Reflections of…(the way life used to be)

My journey to Ithaca actually began long before this subject in my masters did. It turns out I started on the journey into inquiry learning the moment I first really engaged with an economics assignment in Year 11 many moons ago. Whatever anachronistic aspect of the discipline I happened to be examining is well-beyond the scope of this reflection, but what is redolent to me now is the deep engagement I felt – I was lost in something big. But it wasn’t the task I was lost in, it was the inquiry.

Over time I have collected essential questions that I know will foster that same sense of deep engagement in the students that I teach. I attend PD, visit classrooms, chat in the staffroom and undertake further study like a larcenous magpie looking not for knowledge, but for interesting ways of encouraging students to think and to engage.

The first task in Inquiry Learning showed me a wide range of search, curation, collaboration and creation tools that I had little idea about. From padlet to scoopit to vengage, I found tools that could facilitate better, bolder, deeper and more engaging inquiry than I had previously known.
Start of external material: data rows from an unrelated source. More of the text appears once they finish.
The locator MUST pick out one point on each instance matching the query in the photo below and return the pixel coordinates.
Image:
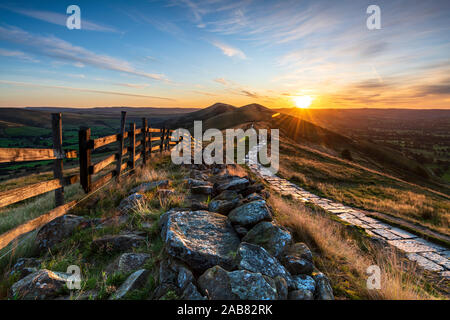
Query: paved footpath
(428, 255)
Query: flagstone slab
(411, 246)
(402, 233)
(386, 234)
(424, 262)
(443, 261)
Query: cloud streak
(53, 47)
(27, 84)
(229, 50)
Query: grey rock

I was comfortable enough with my capacity to enable students to search (though slightly embarrassed to be told that “no-one has used the + and – in Google since the 1990’s), but I learnt a lot about digital literacy tools that have enhanced my pedagogy and also my ability to share professional practice.

The second task in Inquiry Learning has grown to become a labour of love. Though universities have had design and start-up labs for many years, the entrepreneurial thinking space is a relatively new space for schools to be in. Though the seeds of this unit are still germinating, “The Pitch” unit has given a new set of eyes and encouraged me to look widely for new professional learning opportunities. As I write this, I have just finished a proposal to my Principal to visit the d.school at Stanford University in California to learn yet more tools of engagement and inquiry. It’s an area that I might never have pushed into, but for this subject.
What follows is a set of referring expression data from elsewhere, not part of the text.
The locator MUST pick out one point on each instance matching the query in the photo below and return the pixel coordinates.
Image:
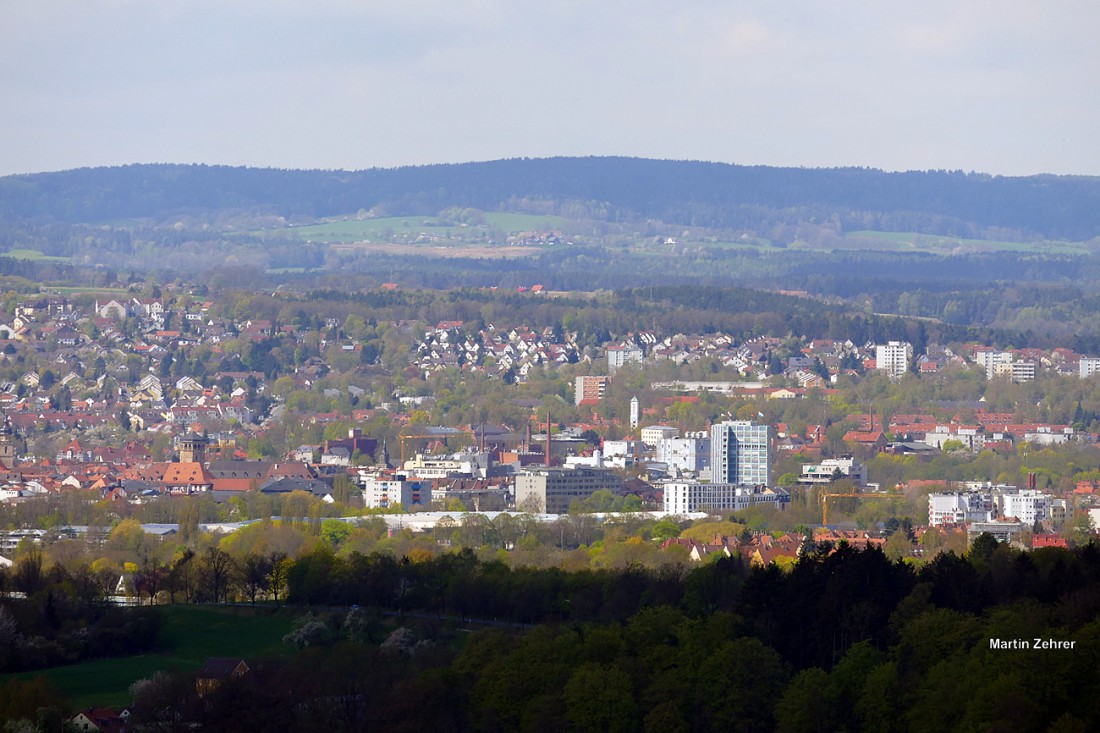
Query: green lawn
(354, 230)
(917, 242)
(32, 254)
(188, 636)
In the end, I 9789670954196-mediumam not interested in things I fully understand. Teaching the subject matter is just the veneer. In any given classroom there are truths and wonders and oddities and curiosities and big thoughts just beneath the surface that occasionally break through like the humps of a sea monster and then disappear. For me, inquiry involves looking for a way to tempt those monsters to the surface. To create a space where students can take intellectual leaps, see connections between things they didn’t see before and look at the world with a transformed perspective. That is what we really do, that is the place where teachers really live.